- Interactive map of Dumivka
- Dumivka Location of Dumivka Dumivka Dumivka (Ukraine)
- Coordinates: 50°46′47″N 35°7′9″E﻿ / ﻿50.77972°N 35.11917°E
- Country: Ukraine
- Oblast: Sumy Oblast
- Raion: Sumy Raion
- Hromada: Krasnopillia settlement hromada
- Elevation: 173 m (568 ft)

Population (2001)
- • Total: 105
- Time zone: UTC+2
- • Summer (DST): UTC+3
- Postal code: 42441
- Area code: +380 5459

= Dumivka =

Village in Sumy Oblast, Ukraine

Dumivka is a village in Ukraine, in Krasnopillia settlement hromada, Sumy Raion, Sumy Oblast. Until 2016, the local government body was Samotoivka Village Council.

==Geography==
The village of Dumivka is located 4 km from the Syrovatka River, 2.5 km away are the villages of Samotoivka and Chernechchyna.

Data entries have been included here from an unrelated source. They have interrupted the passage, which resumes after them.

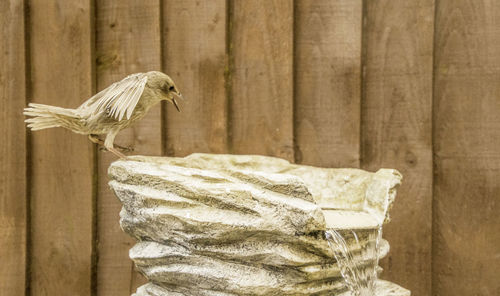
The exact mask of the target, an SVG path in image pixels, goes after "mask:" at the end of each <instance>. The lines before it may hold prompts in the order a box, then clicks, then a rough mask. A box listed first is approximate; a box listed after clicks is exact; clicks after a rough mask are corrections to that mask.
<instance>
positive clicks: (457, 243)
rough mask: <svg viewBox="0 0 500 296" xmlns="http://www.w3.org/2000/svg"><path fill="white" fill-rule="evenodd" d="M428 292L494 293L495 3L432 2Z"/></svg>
mask: <svg viewBox="0 0 500 296" xmlns="http://www.w3.org/2000/svg"><path fill="white" fill-rule="evenodd" d="M436 9H437V11H436V12H437V13H436V44H435V48H436V52H435V63H434V72H435V74H434V75H435V84H434V126H435V128H434V145H435V151H434V153H435V183H434V215H433V245H434V248H433V261H432V268H433V272H434V273H433V291H432V292H433V295H482V296H493V295H500V281H499V280H498V275H499V274H500V256H499V246H500V235H499V234H500V215H499V213H500V202H499V200H500V199H499V198H500V183H499V180H500V150H499V149H498V147H500V133H499V130H500V84H499V81H500V3H499V2H498V1H486V0H484V1H464V0H460V1H446V0H441V1H438V5H437V8H436Z"/></svg>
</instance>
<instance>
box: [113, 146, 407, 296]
mask: <svg viewBox="0 0 500 296" xmlns="http://www.w3.org/2000/svg"><path fill="white" fill-rule="evenodd" d="M109 175H110V178H111V181H110V183H109V184H110V186H111V188H112V190H113V191H114V192H115V194H116V195H117V196H118V198H119V199H120V201H121V202H122V204H123V208H122V211H121V213H120V217H121V219H120V225H121V227H122V229H123V230H124V231H125V232H126V233H127V234H129V235H131V236H132V237H134V238H135V239H136V240H137V244H136V245H135V246H134V247H133V248H132V249H131V250H130V258H131V259H132V260H133V261H134V263H135V264H136V266H137V269H138V270H139V271H140V272H141V273H142V274H143V275H144V276H145V277H146V278H147V279H148V280H149V283H148V284H146V285H143V286H141V287H140V288H139V289H138V290H137V292H136V293H135V294H134V295H136V296H146V295H150V296H152V295H155V296H160V295H176V296H177V295H179V296H180V295H345V296H346V295H351V294H350V293H351V292H350V291H349V290H348V288H347V287H346V282H345V281H344V278H343V277H342V270H341V268H340V266H339V264H337V261H336V259H335V257H334V252H333V251H332V249H331V248H330V247H329V245H328V243H327V240H325V231H327V230H328V229H335V230H337V231H339V232H342V231H344V232H347V231H352V230H355V231H356V233H357V238H358V242H357V243H353V241H352V240H349V239H347V246H348V247H349V249H351V250H350V251H352V254H354V256H356V254H358V253H359V252H358V251H357V250H358V249H360V248H363V246H365V245H367V244H370V243H373V242H372V241H371V240H373V237H374V236H373V235H371V234H373V233H374V232H376V231H377V229H378V226H379V225H381V224H382V223H384V222H387V221H388V219H389V217H388V210H389V208H390V205H391V203H392V202H393V200H394V197H395V195H396V189H397V187H398V185H399V184H400V180H401V175H400V174H399V173H398V172H397V171H396V170H391V169H381V170H379V171H378V172H376V173H371V172H366V171H363V170H359V169H326V168H316V167H310V166H302V165H295V164H290V163H289V162H287V161H285V160H282V159H278V158H272V157H264V156H246V155H213V154H192V155H190V156H188V157H185V158H170V157H145V156H134V157H130V158H129V159H127V160H119V161H116V162H114V163H113V164H112V165H111V166H110V168H109ZM377 245H379V248H378V256H379V257H383V256H384V255H386V254H387V252H388V251H389V244H388V243H387V241H385V240H381V241H380V242H379V243H378V244H377ZM357 262H358V263H357V266H356V268H359V269H363V268H368V264H367V263H366V262H365V261H363V260H358V261H357ZM365 265H366V266H365ZM377 268H378V269H380V268H379V267H377ZM379 271H380V270H379ZM375 294H376V295H393V296H403V295H405V296H406V295H410V292H409V291H408V290H406V289H403V288H401V287H399V286H397V285H396V284H393V283H390V282H387V281H382V280H377V282H376V292H375Z"/></svg>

The Rublena River with its confluence begins in the village.

==History==
The village of Katerynivka (now Dumivka) was founded in 1770 by Mikhail Vlasovsky on lands granted by Catherine the Great. In 1840, Semen Vlasovsky sold part of the village of Katerynivka to the owner of the village of Velykyi Bobryk, Grigory Rakhmanov. The other part went to the Podolsky landowners. The first part was located in the Velykyi Bobrytskyi volost of Sumy district, the second in the Verkhnyosyrovatskyi volost of the same district. At the end of the 19th century, the owner of the Gryaznyanskyi sugar factory, Weisse, built an estate in Katerynivka. In 1905, the estate was attacked by revolutionary workers of the factory, who demanded improved working conditions, a shorter working day and higher wages. An economy was operating to grow sugar beets for the factory. A one-class zemstvo school was opened in 1913.

According to legend, in the middle of the 19th century, the villagers of Katerynivka wrote a letter to the Duma about the difficult situation in the village. No help came, but the village received a parallel name - Dumivka, which after 1917 became the main and only official name of the village. In 1918, German troops were stationed near the village.

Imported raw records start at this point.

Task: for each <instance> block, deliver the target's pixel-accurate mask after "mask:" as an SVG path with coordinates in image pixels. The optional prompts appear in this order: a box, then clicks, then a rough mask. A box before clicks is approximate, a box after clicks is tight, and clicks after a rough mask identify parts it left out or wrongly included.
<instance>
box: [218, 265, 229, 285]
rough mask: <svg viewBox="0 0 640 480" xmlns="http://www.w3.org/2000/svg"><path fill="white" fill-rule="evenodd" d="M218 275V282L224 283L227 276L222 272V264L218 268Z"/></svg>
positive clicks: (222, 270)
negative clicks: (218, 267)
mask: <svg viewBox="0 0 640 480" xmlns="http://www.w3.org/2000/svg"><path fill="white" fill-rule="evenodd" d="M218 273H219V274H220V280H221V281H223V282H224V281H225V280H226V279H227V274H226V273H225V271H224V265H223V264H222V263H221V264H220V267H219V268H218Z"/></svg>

The village suffered as a result of the Holodomor carried out by the Soviet Union in 1923–1933 and in 1946–1947. In the 1930s, the central estate of the Budyonny collective farm was located in Dumivka, and until 1951 the village had its own village council.

After the occupation in 1941, a German cemetery (26 graves) was organized on a hill near the village, the remains of which were transferred in 2011 to a centralized German cemetery near the city of Kharkiv. In 1951, the local collective farm named after Budyonny merged with the collective farm named after the newspaper "Pravda" (village of Samotoivka).

On June 12, 2020, in accordance with the Resolution of the Cabinet of Ministers of Ukraine No. 723-r "On the Determination of Administrative Centers and Approval of Territories of Territorial Communities of Sumy Region", it became part of the Krasnopillia settlement hromada.

On July 19, 2020, as a result of the administrative-territorial reform and liquidation of the Krasnopillia Raion, the village became part of the newly formed Sumy Raion.

==Population==
In 1976, 220 people lived in Dumivka.

According to the 2001 Ukrainian census, the village's population was 63 people. The main languages of the village were:

- Ukrainian 91.51%
- Russian 4.72%
- Romani 2.83%
- Other/Not specific 0.94%

In 2015, the population of the villlage was 37 people.

==Notable people==
The following were born in the village:

- Oleksandr Mykolayovych Velitchenko - A Ukrainian military man who participated in the Russo-Ukrainian War.

- Kravchenko Mykola Grigorovich - A military intelligence officer, full holder of the Order of Glory, and a collective farmer.